Just to add to this, Bruno, with regards to pro-soluto, in the areas where we have a more nervous type of pro-soluto. We have reduced the income commitment necessary to go through the credit screening, credit demand, right? So we have done this effort to reduce income commitment so that the family can pay for -- and specifically in cash economy and pro-soluto, we grant to allow for the financial equation for our clients, financial possibility for our client.
But as a percentage of the value of the unit is this -- can you see?
It's slightly lower at the moment. But we are more focused in the reduction of the duration. The impact in default is great. And perhaps here in some months, we will have more concrete and real data to share with you.
Thank you, Bruno. Next question. Fanny, Santander.

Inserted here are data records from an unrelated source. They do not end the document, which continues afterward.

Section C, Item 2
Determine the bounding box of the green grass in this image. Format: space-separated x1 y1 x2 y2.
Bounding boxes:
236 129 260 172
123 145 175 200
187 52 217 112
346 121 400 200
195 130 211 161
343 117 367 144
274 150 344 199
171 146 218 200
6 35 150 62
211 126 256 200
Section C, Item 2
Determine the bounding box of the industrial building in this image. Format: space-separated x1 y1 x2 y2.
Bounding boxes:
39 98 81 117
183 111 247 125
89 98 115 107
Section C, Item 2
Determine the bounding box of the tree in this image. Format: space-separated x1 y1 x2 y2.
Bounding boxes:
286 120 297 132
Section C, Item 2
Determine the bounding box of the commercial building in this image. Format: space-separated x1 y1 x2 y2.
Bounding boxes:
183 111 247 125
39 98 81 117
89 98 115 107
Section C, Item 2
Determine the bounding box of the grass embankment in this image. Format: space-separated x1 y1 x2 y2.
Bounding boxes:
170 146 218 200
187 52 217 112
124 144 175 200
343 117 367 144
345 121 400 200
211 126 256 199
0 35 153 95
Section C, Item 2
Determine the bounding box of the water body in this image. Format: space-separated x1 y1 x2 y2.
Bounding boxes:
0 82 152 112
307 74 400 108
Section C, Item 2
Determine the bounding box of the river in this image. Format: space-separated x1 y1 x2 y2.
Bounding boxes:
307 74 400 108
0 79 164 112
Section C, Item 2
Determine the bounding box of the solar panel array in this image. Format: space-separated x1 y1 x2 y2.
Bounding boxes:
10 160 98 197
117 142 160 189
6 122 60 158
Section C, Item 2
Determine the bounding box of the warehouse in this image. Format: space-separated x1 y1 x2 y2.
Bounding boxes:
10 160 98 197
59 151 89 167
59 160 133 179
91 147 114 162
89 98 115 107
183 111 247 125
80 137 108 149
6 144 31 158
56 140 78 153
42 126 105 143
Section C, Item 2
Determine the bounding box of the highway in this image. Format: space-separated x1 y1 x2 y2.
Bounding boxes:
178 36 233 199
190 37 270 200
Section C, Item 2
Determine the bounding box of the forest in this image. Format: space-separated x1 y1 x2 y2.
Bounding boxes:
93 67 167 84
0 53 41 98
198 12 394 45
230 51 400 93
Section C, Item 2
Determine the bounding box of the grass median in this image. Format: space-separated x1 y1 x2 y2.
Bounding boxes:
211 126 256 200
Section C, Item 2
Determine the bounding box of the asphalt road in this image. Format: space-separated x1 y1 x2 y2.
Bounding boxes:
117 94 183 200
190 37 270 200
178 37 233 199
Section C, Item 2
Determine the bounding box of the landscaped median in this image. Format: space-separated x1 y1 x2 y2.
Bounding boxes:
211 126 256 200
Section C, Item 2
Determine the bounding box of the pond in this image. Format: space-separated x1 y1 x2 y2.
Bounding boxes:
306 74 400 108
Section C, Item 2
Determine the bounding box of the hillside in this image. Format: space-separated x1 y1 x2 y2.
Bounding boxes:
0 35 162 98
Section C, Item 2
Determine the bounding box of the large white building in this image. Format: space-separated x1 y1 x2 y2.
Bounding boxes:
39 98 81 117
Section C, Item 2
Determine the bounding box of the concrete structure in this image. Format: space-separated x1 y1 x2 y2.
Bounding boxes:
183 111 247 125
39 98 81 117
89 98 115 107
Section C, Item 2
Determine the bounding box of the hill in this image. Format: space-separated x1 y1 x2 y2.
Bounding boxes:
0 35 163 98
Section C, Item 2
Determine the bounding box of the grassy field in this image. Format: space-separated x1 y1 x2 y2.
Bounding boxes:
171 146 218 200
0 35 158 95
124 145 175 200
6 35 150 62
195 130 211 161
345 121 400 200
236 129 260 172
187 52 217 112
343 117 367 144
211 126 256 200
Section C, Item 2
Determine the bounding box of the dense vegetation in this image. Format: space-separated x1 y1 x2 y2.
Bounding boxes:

Very quickly, Bruno, very quickly, if I said that [indiscernible] didn't change how come the duration didn't reduce. So we capture more in the beginning, okay?
Fanny, you have the next question. Your mic is on.
A follow-up here, with regard to Bruno's question. Ricardo talked about the accounts received. I would like to understand the margin behavior in Direcional. Have you seen an improvement in the level of margins of Direcional launches, which I believe will be more representative. This is my first question. Second, industry. Could you tell us a little bit about the STF, what you are seeing here. There is an expectation that this was going to be postponed again, would go for '24. And so I would like to better understand with regards to this. And also what you believe in terms of future FGTS? Do you see any movement from the cash in this sense? These are my questions.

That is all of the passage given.